Your function signature permits any function a->m b
on input, yet inside you assume a specific range of values. convert
is not as polymorphic as the signature seems to declare.
What you have done is created a Map from a to b, then made a pure function that looks up a pure value in that map. Here's why:
What you are asking for is similar to implementing tensorial strength strength :: (Monad m) => (a, m b) -> m (a, b)
for a monoidal category (C, ⊗, I) - given a binary relation ⊗ in category C and a monad m, convert a ⊗ m b to m (a ⊗ b). When this is possible for a binary relationship that meets certain requirements, the monad is strong.
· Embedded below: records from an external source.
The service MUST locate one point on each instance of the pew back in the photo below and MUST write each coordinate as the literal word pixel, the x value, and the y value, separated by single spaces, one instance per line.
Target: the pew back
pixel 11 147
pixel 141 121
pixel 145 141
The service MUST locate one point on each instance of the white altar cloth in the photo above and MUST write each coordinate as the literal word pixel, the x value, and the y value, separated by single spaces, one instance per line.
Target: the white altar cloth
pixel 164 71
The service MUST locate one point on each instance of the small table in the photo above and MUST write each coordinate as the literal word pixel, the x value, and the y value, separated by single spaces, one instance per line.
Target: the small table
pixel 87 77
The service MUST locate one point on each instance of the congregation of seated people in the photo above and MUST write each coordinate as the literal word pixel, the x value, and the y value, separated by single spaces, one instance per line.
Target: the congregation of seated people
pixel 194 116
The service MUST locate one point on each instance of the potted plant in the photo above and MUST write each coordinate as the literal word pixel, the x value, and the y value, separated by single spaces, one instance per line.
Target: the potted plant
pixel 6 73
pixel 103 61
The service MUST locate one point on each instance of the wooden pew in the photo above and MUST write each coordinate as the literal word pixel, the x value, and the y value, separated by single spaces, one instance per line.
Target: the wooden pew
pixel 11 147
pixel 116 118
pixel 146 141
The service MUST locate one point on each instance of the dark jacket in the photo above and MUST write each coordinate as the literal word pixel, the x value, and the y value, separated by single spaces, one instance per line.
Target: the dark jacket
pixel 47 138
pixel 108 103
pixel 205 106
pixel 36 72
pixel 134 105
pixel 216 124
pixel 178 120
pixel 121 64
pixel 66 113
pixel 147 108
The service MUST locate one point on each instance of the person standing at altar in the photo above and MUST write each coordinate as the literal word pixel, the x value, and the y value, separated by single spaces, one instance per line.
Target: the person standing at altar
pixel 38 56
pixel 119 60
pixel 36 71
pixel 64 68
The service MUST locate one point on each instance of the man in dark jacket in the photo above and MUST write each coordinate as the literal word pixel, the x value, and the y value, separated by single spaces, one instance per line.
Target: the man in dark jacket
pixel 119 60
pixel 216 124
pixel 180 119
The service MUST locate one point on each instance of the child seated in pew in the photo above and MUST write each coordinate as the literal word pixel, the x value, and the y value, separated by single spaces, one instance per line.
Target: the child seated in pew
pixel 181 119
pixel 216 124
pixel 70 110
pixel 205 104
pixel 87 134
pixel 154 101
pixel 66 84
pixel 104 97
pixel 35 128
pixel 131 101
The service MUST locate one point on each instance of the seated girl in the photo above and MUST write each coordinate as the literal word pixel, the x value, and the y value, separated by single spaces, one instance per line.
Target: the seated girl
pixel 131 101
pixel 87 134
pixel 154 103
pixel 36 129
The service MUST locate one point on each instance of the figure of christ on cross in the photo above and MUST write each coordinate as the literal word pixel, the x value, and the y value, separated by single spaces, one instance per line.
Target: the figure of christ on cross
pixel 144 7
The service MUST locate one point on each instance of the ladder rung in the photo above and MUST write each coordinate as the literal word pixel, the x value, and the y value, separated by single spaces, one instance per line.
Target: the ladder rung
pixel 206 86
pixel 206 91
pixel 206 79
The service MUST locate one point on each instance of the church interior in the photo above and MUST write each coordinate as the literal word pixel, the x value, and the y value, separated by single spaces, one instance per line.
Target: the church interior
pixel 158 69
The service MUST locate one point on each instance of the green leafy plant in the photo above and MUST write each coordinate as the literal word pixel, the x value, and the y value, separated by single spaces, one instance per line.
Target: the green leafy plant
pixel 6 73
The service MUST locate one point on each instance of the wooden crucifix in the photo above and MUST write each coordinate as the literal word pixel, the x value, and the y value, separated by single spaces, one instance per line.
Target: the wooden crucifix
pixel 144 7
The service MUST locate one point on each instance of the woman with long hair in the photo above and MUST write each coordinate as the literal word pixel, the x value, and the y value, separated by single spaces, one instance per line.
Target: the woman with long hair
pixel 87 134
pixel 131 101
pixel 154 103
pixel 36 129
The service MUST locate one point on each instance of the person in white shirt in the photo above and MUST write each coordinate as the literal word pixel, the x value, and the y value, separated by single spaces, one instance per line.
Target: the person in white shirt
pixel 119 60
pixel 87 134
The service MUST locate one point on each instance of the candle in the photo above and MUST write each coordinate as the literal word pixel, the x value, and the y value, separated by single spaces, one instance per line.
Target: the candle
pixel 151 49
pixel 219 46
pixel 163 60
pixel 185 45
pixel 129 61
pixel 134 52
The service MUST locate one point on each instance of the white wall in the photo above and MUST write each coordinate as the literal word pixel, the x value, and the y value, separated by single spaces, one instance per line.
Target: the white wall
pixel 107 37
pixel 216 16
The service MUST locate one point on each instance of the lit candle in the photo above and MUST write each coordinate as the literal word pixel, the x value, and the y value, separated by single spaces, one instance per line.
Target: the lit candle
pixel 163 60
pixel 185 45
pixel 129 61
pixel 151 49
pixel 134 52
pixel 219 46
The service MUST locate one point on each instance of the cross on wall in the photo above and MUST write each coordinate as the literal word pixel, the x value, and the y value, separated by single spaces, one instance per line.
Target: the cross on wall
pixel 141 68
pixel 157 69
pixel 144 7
In Haskell all monads are strong, if tensorial product a ⊗ b is chosen to be a pair (a, b)
: strength (a, mb) = mb >>= return . (a,)
. Yet, here you are attempting to do the same for a binary relationship ->
. Unfortunately, a -> b
cannot be chosen to be a tensor product, because it is not a bi-functor - it is contravariant in a
. So what you want cannot be accomplished for arbitrary functions.
What is different in your case, is that essentially you built all pairs (a,b)
. The amount of code, therefore, can be reduced if you explicitly enumerate all possible pairs of a
and b
, for example by building a m (Map a b)
. The others here offered nice sugars exposing "function-like" interfaces, but they are merely lookups in the map.